There are a number of important nursing interventions required for this patient.
The doctor should be informed that the patient’s blood sugar is elevated. The doctor requested that he or she be notified if the level exceeds 280 mg/dL. It is significantly higher than that. The patient requires treatment for this, which would include orders for insulin.
The patient requires blood sugar checks four times a day; this will likely increase to once per hour once insulin has been given.
The patient requires frequent neurological assessments. The patient has a head injury and is also highly intoxicated. It is important to be vigilant for the development of increased intracranial pressure (ICP). Unfortunately, the intoxication makes this assessment more difficult, and therefore even more important.
The patient’s respiratory status must be carefully monitored due to the chest injuries.
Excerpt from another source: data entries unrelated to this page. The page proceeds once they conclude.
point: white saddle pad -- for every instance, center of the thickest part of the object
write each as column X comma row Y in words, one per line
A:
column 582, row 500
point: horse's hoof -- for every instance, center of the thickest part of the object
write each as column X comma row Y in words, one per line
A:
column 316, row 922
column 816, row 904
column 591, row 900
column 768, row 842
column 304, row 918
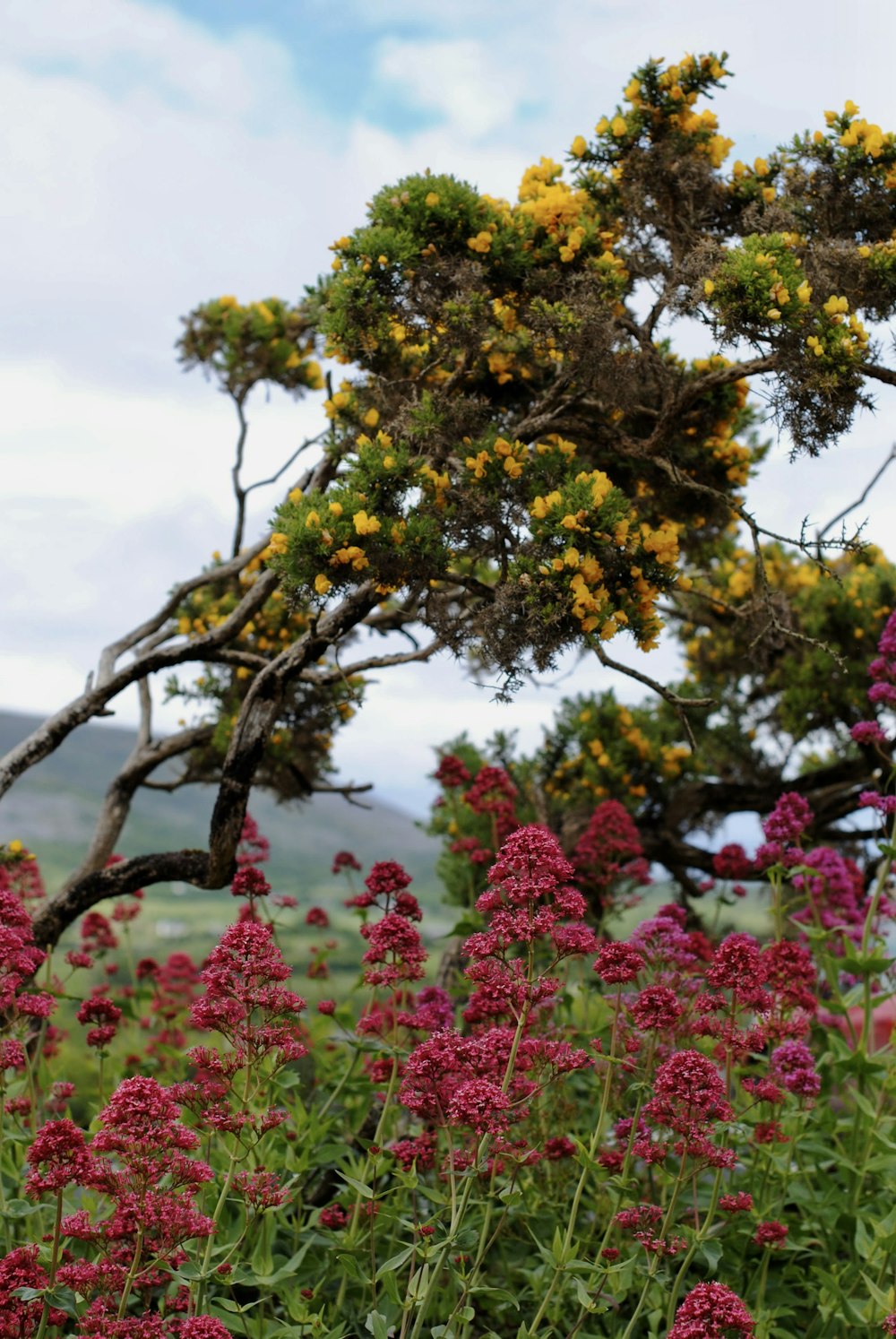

The patient requires vital signs to be checked hourly until he is stabilized.
The patient’s laboratory results should be monitored for any electrolyte problems.
The patient’s IV needs to be maintained, including checking for signs of infiltration, infection and changing the fluids.
The patient is a fall risk due to his possible head injury and his intoxication.
The patient is at risk for fever and infection due to the injuries he sustained. His temperature should be monitored.
The patient’s sutures should be checked to determine if there is any bleeding or signs of infection developing.
Long-term, the patient requires treatment for alcoholism, which depends upon the patient recognizing that he has a problem.
The patient also requires patient education about diabetes; this diagnosis depends upon the physician determining this. A HgbA1C is required.
The registered nurse will have to perform the neurological assessments, the check for respiratory insufficiency, and any administration of medications, such as insulin. Later on, the RN can delegate the patient education issues to the patient education department, which will be done by another RN. The nurse must also check any lab findings that are returned on the patient. The RN should also look for any signs of infection or fever on the patient. The RN must monitor the IV and change the bag or rate as needed.
The UAP may perform vital checks and the blood sugar checks, with orders to report them to the nurse. The UAP can also monitor the patient frequently to ensure that he has not attempted to leave the bed. The UAP could have also made the bed, ensuring that there is an alarm attached to the bed. The UAP can also notify the nurse if there is any concern with the sutures, such as bleeding. The UAP can take the patient’s temperature.
One of the most important ways to determine if the UAPs in a facility are adequately trained for specific goals is to become interested in the training they receive. A RN should know what the program entails. If the RN does not know what they are taught and how they are taught to do things, the RN cannot be sure that the UAP is qualified to perform a task. Furthermore, the RN should ask the UAP if he or she feels comfortable with a task when the task is assigned to the UAP. While a person may have been trained to perform a task, the person may still not feel comfortable with it. This is particularly true if the person is newer or has not completed the task frequently or recently. Obviously, if an RN has worked with a particular UAP before, the RN should be familiar with that UAP’s skill set. This information is always helpful.